Panaro ha cosi denunciato tutto penalmente e si è costituito parte civile nel procedimento. Ora la sentenza gli riconosce un risarcimento per il danno che sarà stabilito in sede civile.
“Beninteso – affermano i magistrati nelle 19 pagine di motivazioni – non è qui in discussione la piena discrezionalità dell’autorità politica di nominare e revocare tali soggetti, atteso il carattere fiduciario dell’incarico, ma soltanto la condotta del Coscioni funzionale a intimidire le tre parti offese, servendosi di toni lesivi della loro professionalità (“stai qui per caso”) e prospettando loro conseguenze negative nel caso in cui non avessero accettato di dimettersi. Tali comportamenti integrano, a giudizio della Corte, il delitto di violenza privata essendo evidente la componente di intimidazione esercitata dall’imputato nei riguardi delle tre parti offese (la terza era Patrizia Caputo, commissaria dell’ospedale Cardarelli di Napoli, ndr) affinché si dimettessero contro la loro volontà e senza che vi fosse nessun’altra ragione giustificatrice, se non la volontà dei vertici di sostituirle con persone più vicine allo schieramento politico uscito vincitore dalle elezioni”.

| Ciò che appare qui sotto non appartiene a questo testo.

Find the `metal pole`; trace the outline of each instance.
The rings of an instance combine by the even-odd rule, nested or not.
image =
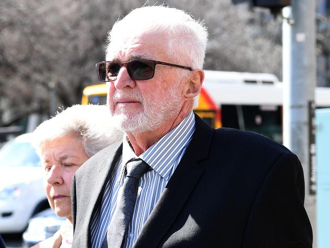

I giudici hanno condiviso solo parzialmente l’impianto dell’assoluzione di primo grado che si fondava su un unico elemento: Il reato di concussione non sussiste, perché Enrico Coscioni non ricopriva la carica di pubblico ufficiale.
Mentre questa presupposta è stata in seguito letteralmente frantumata dai giudici d’Appello che si riferiscono invece a una visione più ‘moderna’ del pubblico ufficiale, che contempla anche questa nomina e il ruolo del cardiochirurgo di Salerno.
E quindi, secondo i magistrati, sarebbe stato commesso il reato di violenza privata perché per contestare una concussione si deve avere la prova che le parti offese fossero state costrette “a dare o promettere indebitamente, a lui o a un terzo, denaro o altra utilità”.
Quindi Coscioni non avrebbe mai chiesto nulla per sé o per altri, e neanche avrebbe cercato di convincere i tre commissari della sanità a dimettersi al fine di procurarsi un avanzamento di carriera.
La Corte d’Appello ha deciso quindi una pena più lieve rispetto ai quattro anni chiesti dalla Procura generale. L’avvocato Gaetano Pastore, difensore di Coscioni ha fatto sapere che ricorrerà in Cassazione.